SecurityBrief Australia - Technology news for CISOs & cybersecurity decision-makers
Story image
ESET identifies dramatic rise in deceptive SpyLoan apps in APAC region
Fri, 8th Dec 2023

A recent research study by ESET, a leading IT security software and services company, revealed a notable increase in the spread of deceptive SpyLoan applications. These apps are being used to trick consumers in the APAC region, predominantly on the Android platform, offering enticing quick loans while simultaneously collecting victims' personal and financial data with the aim of blackmailing them.

The study showed a discernible surge of such apps across unofficial third-party app stores, Google Play, and certain websites since early 2023. These apps market themselves as legitimate personal loan services, promising quick and uncomplicated access to funds. Behind the curtain though, they systematically collect users' personal and financial information and offer high-interest-rate loans, adorned with misleading descriptions.

During the research, ESET identified 18 such deceptive apps and reported them to Google. Following this, Google removed 17 of these apps from its platform. Prior to their removal, these apps had been downloaded over 12 million times from Google Play. ESET found the most active installations of the app in Southeast Asian regions such as Indonesia, Thailand, Vietnam, Singapore, and the Philippines. ESET has actively taken part in the App Defense Alliance and the malware mitigation program, aiming to identify and halt potentially harmful applications before they reach Google Play.
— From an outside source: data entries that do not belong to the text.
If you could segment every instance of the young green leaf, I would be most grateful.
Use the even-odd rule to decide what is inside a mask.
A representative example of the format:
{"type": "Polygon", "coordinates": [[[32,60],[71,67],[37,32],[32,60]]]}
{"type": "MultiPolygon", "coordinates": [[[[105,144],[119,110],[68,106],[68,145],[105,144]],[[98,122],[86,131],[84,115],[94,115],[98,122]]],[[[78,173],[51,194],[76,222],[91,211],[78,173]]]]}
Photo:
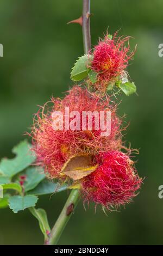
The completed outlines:
{"type": "Polygon", "coordinates": [[[5,184],[6,183],[10,183],[10,179],[6,176],[0,175],[0,185],[5,184]]]}
{"type": "Polygon", "coordinates": [[[118,87],[127,96],[135,93],[136,91],[136,86],[133,82],[127,82],[124,83],[121,83],[118,87]]]}
{"type": "Polygon", "coordinates": [[[42,168],[29,167],[25,173],[26,179],[24,184],[24,191],[33,190],[45,178],[42,168]]]}
{"type": "Polygon", "coordinates": [[[30,145],[24,141],[14,148],[12,153],[16,156],[12,159],[3,159],[0,163],[0,173],[12,177],[31,164],[35,156],[30,150],[30,145]]]}
{"type": "Polygon", "coordinates": [[[77,60],[71,73],[72,80],[79,81],[87,77],[89,71],[88,65],[92,58],[90,54],[85,54],[77,60]]]}
{"type": "Polygon", "coordinates": [[[109,39],[111,40],[112,38],[112,35],[111,35],[110,34],[108,34],[108,35],[107,35],[107,37],[109,39]]]}
{"type": "Polygon", "coordinates": [[[66,190],[67,188],[67,185],[66,184],[61,185],[59,183],[54,183],[45,179],[36,187],[33,190],[30,190],[28,193],[30,194],[39,196],[59,192],[66,190]]]}
{"type": "Polygon", "coordinates": [[[8,206],[8,199],[9,196],[8,194],[5,194],[3,198],[0,199],[0,209],[6,208],[8,206]]]}
{"type": "Polygon", "coordinates": [[[40,229],[43,233],[45,240],[48,239],[48,234],[51,231],[46,212],[42,209],[36,209],[34,207],[29,208],[29,211],[39,221],[40,229]]]}
{"type": "Polygon", "coordinates": [[[3,190],[14,190],[21,193],[22,192],[22,187],[17,183],[9,183],[8,184],[1,185],[3,190]]]}
{"type": "Polygon", "coordinates": [[[26,208],[35,206],[38,198],[33,195],[27,195],[24,197],[21,196],[14,196],[9,199],[9,208],[12,210],[15,214],[19,211],[22,211],[26,208]]]}
{"type": "Polygon", "coordinates": [[[95,83],[97,81],[97,74],[92,69],[90,69],[89,71],[89,78],[91,80],[91,82],[93,84],[95,83]]]}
"These duplicitous applications take advantage of the trust users place in legitimate loan providers, employing sophisticated techniques to dupe people and steal a wide range of personal information," said Luk tefanko, an ESET researcher, who discovered many of the SpyLoan apps. He advised individuals to exercise caution, validate the authenticity of any financial app or service, and to lean on trusted sources to prevent falling prey to such deceptive schemes.

ESET also found that the data commonly sent to the Command and Control (C&C) server includes the user's list of accounts, call logs, device information, installed apps list, local Wi-Fi network information, calendar events, and even files on the device. Furthermore, contact lists, location data, and SMS messages are at risk. All this stolen data gets encrypted before transmission, adding a layer of protection for the culprits' activities. According to ESET Research, the actual intention behind acquiring such extensive permissions is to spy on and harass their users and their contacts.

ESET connects the origin of the SpyLoan scheme to 2020. When a user installs a SpyLoan app, they are prompted to accept the terms of service and grant extensive permissions. If these permissions are not granted, the loan is not delivered. Moreover, to complete the loan process, users are compelled to provide extensive personal information. After the app is installed and data procured, the enforcers pressure the victims into making payments, even if they didn't apply for a loan or if the loan application was not approved.

Explaining the boom in SpyLoan apps, tefanko pointed out that the developers of these apps draw inspiration from successful financial technology services, which use technology for offering streamlined, user-friendly financial services.